Why did Southard choose to use Mars gravity in that paper? His answer: Why not? Basic scientific research is often pursued on a hunch.
"I got such a chuckle out of this," Southard said after the NASA announcement. "Here's something I did 15 years ago for no particular reason, and it finally turns out to be useful."
Grotzinger, who has been working at NASA's Jet Propulsion Lab in Pasadena, Calif., had shared with Southard some of Opportunity's photos during his analysis. When he e-mailed Southard one of the photos that clearly showed the characteristics consistent with a current of surface water, Southard responded with enthusiasm.
"When I looked at the photo, I took a breath and said 'Wow!' To me it looks clearly like ripple trough cross-lamination, in a view at a small angle to flow orientation (i.e., a largely transverse-to-flow view)," Southard said in his e-mail to Grotzinger, drawing on his paper from the September 1990 issue of the Journal of Sedimentary Petrology entitled "Bed Configurations in Steady Unidirectional Water Flows. Part 3: Effects of Temperature and Gravity."
Grotzinger said the entire process has been an amazing one for him.
"Science is driven by key observations. Rarely in Earth sciences does somebody find something early on in a career that changes the way people think of things. You have to roll up your sleeves and work for years or decades to make an important observation," said Grotzinger. "What happened last month is that we got a huge jump on those years and decades.
"It's the kind of thing you can dream about, but when you sit there in the quiet moments writing a proposal, if you go through all the things that you hope you might find, you're at risk of not being funded. So you keep your list small and suggest, for instance, that the Mars rover mission might find some signs of [the planet] having sedimentary rock. I never really imagined when I signed up that I would be working on sedimentary rocks, let alone cross-bedding," he said.
Of course, many other MIT researchers and alumni have contributed to the success of NASA missions since the space agency's inception. MIT has spawned more alumni astronauts than any other nonmilitary institution, and the Department of Aeronautics and Astronautics has played a major role over the years. Aero/astro alumna Jennifer Harris Trosper (S.B. 1990) is mission manager for the Spirit rover, which landed on Mars just a few weeks after Opportunity to explore another crater.
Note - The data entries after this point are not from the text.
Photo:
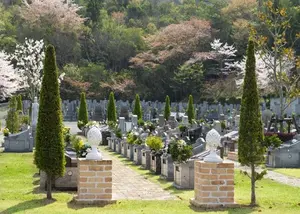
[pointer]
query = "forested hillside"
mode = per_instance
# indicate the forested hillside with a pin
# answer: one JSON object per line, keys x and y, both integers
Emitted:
{"x": 150, "y": 47}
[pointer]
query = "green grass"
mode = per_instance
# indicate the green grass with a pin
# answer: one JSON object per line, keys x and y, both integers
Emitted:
{"x": 289, "y": 172}
{"x": 19, "y": 193}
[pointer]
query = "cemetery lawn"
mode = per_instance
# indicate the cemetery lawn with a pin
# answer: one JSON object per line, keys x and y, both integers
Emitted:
{"x": 19, "y": 193}
{"x": 286, "y": 171}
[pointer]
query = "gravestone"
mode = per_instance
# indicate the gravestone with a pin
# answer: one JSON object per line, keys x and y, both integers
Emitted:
{"x": 134, "y": 120}
{"x": 98, "y": 113}
{"x": 161, "y": 120}
{"x": 185, "y": 120}
{"x": 124, "y": 112}
{"x": 122, "y": 124}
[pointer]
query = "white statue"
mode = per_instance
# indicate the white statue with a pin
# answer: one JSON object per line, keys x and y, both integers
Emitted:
{"x": 213, "y": 140}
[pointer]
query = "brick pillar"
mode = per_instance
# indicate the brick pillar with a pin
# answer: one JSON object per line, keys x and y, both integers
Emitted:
{"x": 94, "y": 181}
{"x": 214, "y": 185}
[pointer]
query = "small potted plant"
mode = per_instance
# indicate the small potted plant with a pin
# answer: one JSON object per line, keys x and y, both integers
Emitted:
{"x": 5, "y": 132}
{"x": 155, "y": 143}
{"x": 181, "y": 152}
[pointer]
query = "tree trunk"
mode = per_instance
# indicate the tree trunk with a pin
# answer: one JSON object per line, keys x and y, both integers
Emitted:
{"x": 253, "y": 196}
{"x": 49, "y": 186}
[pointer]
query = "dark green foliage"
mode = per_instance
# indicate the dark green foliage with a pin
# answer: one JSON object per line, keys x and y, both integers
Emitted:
{"x": 155, "y": 143}
{"x": 82, "y": 114}
{"x": 111, "y": 108}
{"x": 251, "y": 150}
{"x": 12, "y": 120}
{"x": 137, "y": 107}
{"x": 191, "y": 110}
{"x": 49, "y": 150}
{"x": 141, "y": 122}
{"x": 180, "y": 151}
{"x": 20, "y": 104}
{"x": 167, "y": 111}
{"x": 250, "y": 130}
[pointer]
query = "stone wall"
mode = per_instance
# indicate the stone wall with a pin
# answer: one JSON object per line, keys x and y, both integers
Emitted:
{"x": 94, "y": 180}
{"x": 232, "y": 156}
{"x": 214, "y": 184}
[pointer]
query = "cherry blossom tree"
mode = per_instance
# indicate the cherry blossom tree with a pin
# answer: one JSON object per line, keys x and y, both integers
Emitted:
{"x": 9, "y": 79}
{"x": 60, "y": 14}
{"x": 224, "y": 54}
{"x": 28, "y": 58}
Speaking of craters, Grotzinger said that Opportunity is now heading toward Endeavor, a large crater at least 100 meters wide, to discover if the rock there was laid down in deep or shallow water.
He's concerned that the rocks on the rim of Endeavor may form a cliff too steep for the rover to climb down and back up again.
"If that's the case, we'll switch to the 'roach motel' option," said Grotzinger. "Remember that old TV commercial--'The roaches can check in but they can't check out'? The rover may be able to find a safe way to descend into the crater, but that path might be too steep to allow it to exit. Once we're in, we can make observations of the outcrop, but we won't be able to get back out again.
"The science better look really good in there to justify this. But things do look good from a distance, so I think this is a serious option. If a navigable path is sighted when we arrive at the rim, this will no doubt be the hardest decision our team has made yet," he said.
A version of this article appeared in MIT Tech Talk on April 14, 2004.